The transition to becoming an Agentic Enterprise — where every company operates with boundless capacity, precision, and speed by pairing human expertise with AI-powered agents — is not just an upgrade. It is a fundamental shift that can create entirely new capabilities, revenue streams, and ways of working. At Dreamforce 2025, attendees had the opportunity to explore what that looks like from a range of angles, whether they are CIOs at large organizations or founders and small business owners.
To become truly Agentic Enterprises, Salesforce Chair and CEO Marc Benioff said on stage during his opening keynote, “You have got to get your data right. You have got to get to more integrated solutions. You have got to get the priorities right. You have to get the governance right.” He mentioned a recent MIT study that showed that generative AI pilot projects tend to fail.
“We all saw that just making our own models or rolling it ourselves, or DIYing it, isn’t going to do it. We need to all be on this journey together to get to this better place that, in our vision, is the Agentic Enterprise.” Here’s what you need to know about getting started on that journey.
We all saw that just making our own models or rolling it ourselves, or DIYing it, isn’t going to do it. We need to all be on this journey together to get to this better place that, in our vision, is the Agentic Enterprise.
Marc Benioff, Chair and CEO at Salesforce
1. To become an Agentic Enterprise, focus on scalable, sustainable change
One of the sessions was a series of roundtable discussions about building a successful Agentic Enterprise, and it kicked off with an honest dose of reality: everything’s changing, nothing feels stable, and everyone’s boss suddenly wants “all the AI.” The message?

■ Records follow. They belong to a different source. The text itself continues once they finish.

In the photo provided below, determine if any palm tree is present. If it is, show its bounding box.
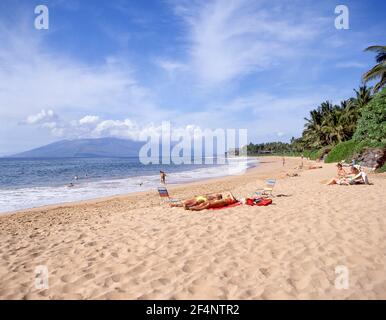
[363,46,386,93]
[353,85,373,110]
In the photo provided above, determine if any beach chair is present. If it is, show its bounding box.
[158,187,181,203]
[255,179,276,197]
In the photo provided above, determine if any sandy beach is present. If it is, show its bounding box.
[0,157,386,299]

Identify a single small use case, refine it, and build your Agentic Enterprise from there.
The presenters and audience alike wrestled with the tension between ambition and readiness: AI is moving fast, but adoption requires grounding in solid data, thoughtful design, and a deep understanding of how people actually do their jobs. Success depends on getting the right information to the right agent — human or digital — at the right time.
AI is moving fast, but adoption requires grounding in solid data, thoughtful design, and a deep understanding of how people actually do their jobs.
To do that, data, data, data is key, and in another session, Salesforce on Salesforce: 5 Agentic Lessons, executives shared a tidy framework based on Salesforce’s experience as customer zero for other companies as they seek to become Agentic Enterprises:
- Start small and go fast
- Test, tune, repeat
- The right data is gold
- Measure value and impact
- Embrace new ways of working
When the roundtable discussion turned to business priorities, the common driver was clear: do more with fewer people. Teams are stretched thin, yet expectations for customer experience remain sky-high. The promise of AI, many noted, lies not in replacement but in elevation — helping humans work smarter and deliver more.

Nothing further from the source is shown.